Today, we have the advantage of refrigerators and freezers to keep our bacon around longer. In fact, that fresh package of bacon in your fridge can last, if opened, about a week. But before artificial refrigeration came along, preserving food was a real challenge. Commercial bacon production began in the 1770s in England, but it took the indefatigable work of a Frenchman, Nicolas Appert, who spent nearly a decade and a half perfecting the art of canning meat and other perishable foods at the turn of the 19th century, to make it possible for the birth of canned bacon. While it's unclear who first sold this product, by 1876,"tinned bacon" was being advertised for sale in the Australian newspaper The Sydney Morning Herald. By 1909, the American company Swift Meats was selling jarred bacon, promising potential customers that each slice was perfectly prepared.


By World War I (1914 to 1918), canned bacon had become standard rations for soldiers, although the product didn't win any prizes. One British soldier recalled it being "cold and greasy" (via the Imperial War Museum), and it remained equally unpopular during World War II. The U.S. Army made strides to improve the taste of canned bacon for its soldiers through a new method that prevented the fat in the bacon from yellowing, which was found to be unappetizing. 

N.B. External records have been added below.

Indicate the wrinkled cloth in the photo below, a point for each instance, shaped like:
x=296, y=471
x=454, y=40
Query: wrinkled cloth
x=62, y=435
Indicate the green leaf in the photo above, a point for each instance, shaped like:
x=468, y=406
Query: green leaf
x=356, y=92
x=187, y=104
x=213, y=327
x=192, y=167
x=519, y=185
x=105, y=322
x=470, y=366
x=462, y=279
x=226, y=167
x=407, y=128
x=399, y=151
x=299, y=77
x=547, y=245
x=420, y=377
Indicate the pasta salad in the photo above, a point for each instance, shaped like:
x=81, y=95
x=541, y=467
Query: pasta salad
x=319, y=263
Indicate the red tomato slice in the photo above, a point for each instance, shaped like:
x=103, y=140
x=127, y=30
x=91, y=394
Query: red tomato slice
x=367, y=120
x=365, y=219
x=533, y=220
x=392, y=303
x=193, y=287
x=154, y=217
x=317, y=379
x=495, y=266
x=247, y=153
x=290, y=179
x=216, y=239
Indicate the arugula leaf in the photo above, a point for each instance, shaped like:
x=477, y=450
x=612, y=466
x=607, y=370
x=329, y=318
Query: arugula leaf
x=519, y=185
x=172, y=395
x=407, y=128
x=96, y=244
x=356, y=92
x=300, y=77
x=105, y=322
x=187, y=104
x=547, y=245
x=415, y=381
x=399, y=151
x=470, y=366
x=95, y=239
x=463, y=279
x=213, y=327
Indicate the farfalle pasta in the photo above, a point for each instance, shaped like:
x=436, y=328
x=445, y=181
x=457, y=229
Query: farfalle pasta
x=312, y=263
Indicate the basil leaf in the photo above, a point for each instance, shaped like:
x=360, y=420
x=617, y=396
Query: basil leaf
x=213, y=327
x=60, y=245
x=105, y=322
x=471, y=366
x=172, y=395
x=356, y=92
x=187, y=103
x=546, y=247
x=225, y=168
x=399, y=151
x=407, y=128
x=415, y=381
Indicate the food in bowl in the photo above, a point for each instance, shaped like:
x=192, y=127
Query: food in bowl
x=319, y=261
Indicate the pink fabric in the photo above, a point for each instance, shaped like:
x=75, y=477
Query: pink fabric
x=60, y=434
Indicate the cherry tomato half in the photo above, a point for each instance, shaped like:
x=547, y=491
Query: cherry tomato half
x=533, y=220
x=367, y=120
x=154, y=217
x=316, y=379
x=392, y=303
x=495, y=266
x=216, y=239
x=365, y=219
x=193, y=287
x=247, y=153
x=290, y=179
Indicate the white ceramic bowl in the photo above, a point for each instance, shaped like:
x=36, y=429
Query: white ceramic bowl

Canned bacon went to outer space in 2016

The first meal eaten on the Moon included bacon. But the Apollo 11 crew's lunar breakfast was dehydrated bacon squares rather than what we earthbound eaters are used to. While it may not sound all that appetizing, the astronauts were happy to have this taste of home. By 2015, astronaut fare had improved a bit. British astronaut Tim Peake from the European Space Agency worked with U.K. celebrity chef Heston Blumenthal on the meals he would be consuming during his stay on the International Space Station, including a canned bacon sandwich.


Blumenthal had a hard time creating the sandwich because of restrictions related to space travel like no bread crumbs and a mandatory two-hour cooking time at 284 degrees Fahrenheit to kill off any potential bacteria. "It looked disgusting, I have to say, but it tasted delicious," Peake told the Chris Evans Breakfast Show of his canned bacon sandwich. "And the smell!" While canned bacon has quite a history, it's no longer ubiquitous, but is still available as emergency rations, with Yoders being a popular brand in the U.S. In Japan, the snack company Kokubun makes canned bacon with different flavors including honey mustard — it's a far cry from where canned bacon first began.